Fast Top-k Area Topics Extraction with Knowledge Base
This work addresses the need for efficient topic extraction in research areas, offering a practical tool for researchers and analysts, though it is incremental as it builds on existing knowledge base and optimization techniques.
The paper tackles the problem of extracting the top-k most representative research topics for a given area, such as AI, by formulating it as an NP-hard optimization problem and proposing FastKATE, a model that combines explicit and latent topic representations using a knowledge base. Experimental results on three real-world datasets show the model is effective, robust, real-time (results in <1s), and superior to alternative methods.

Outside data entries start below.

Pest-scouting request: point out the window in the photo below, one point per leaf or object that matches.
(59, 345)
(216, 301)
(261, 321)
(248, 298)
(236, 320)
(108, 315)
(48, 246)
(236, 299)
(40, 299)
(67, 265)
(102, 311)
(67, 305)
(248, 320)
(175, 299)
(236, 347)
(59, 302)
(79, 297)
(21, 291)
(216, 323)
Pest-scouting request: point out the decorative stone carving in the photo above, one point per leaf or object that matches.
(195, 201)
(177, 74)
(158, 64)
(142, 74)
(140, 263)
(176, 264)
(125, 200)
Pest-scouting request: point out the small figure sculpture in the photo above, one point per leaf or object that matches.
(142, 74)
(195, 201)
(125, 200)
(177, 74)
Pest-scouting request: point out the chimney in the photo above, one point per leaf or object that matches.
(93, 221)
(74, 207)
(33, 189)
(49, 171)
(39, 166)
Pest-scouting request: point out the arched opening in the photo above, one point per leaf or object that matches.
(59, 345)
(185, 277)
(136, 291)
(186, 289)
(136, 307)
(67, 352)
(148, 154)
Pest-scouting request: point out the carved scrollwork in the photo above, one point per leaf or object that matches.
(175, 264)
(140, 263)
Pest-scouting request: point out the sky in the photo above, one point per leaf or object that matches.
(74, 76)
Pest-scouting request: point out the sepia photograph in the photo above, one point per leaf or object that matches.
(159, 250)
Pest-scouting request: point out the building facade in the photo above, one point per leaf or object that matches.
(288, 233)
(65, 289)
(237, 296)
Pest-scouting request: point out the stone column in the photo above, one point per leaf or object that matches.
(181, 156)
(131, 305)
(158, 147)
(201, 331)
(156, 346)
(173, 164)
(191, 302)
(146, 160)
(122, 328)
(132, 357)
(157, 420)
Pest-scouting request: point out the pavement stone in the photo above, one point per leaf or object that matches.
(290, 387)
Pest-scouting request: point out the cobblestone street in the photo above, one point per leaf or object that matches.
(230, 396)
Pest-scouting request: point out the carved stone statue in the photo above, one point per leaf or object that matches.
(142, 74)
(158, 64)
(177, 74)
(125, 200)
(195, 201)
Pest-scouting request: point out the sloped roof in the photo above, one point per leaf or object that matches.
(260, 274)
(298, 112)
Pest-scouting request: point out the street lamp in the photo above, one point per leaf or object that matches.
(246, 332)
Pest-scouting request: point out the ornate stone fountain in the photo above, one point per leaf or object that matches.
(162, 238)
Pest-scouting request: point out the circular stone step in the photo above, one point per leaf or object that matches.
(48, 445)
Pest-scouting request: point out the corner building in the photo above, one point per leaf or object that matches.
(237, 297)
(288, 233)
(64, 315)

What are the most popular research topics in Artificial Intelligence (AI)? We formulate the problem as extracting top-$k$ topics that can best represent a given area with the help of knowledge base. We theoretically prove that the problem is NP-hard and propose an optimization model, FastKATE, to address this problem by combining both explicit and latent representations for each topic. We leverage a large-scale knowledge base (Wikipedia) to generate topic embeddings using neural networks and use this kind of representations to help capture the representativeness of topics for given areas. We develop a fast heuristic algorithm to efficiently solve the problem with a provable error bound. We evaluate the proposed model on three real-world datasets. Experimental results demonstrate our model's effectiveness, robustness, real-timeness (return results in $<1$s), and its superiority over several alternative methods.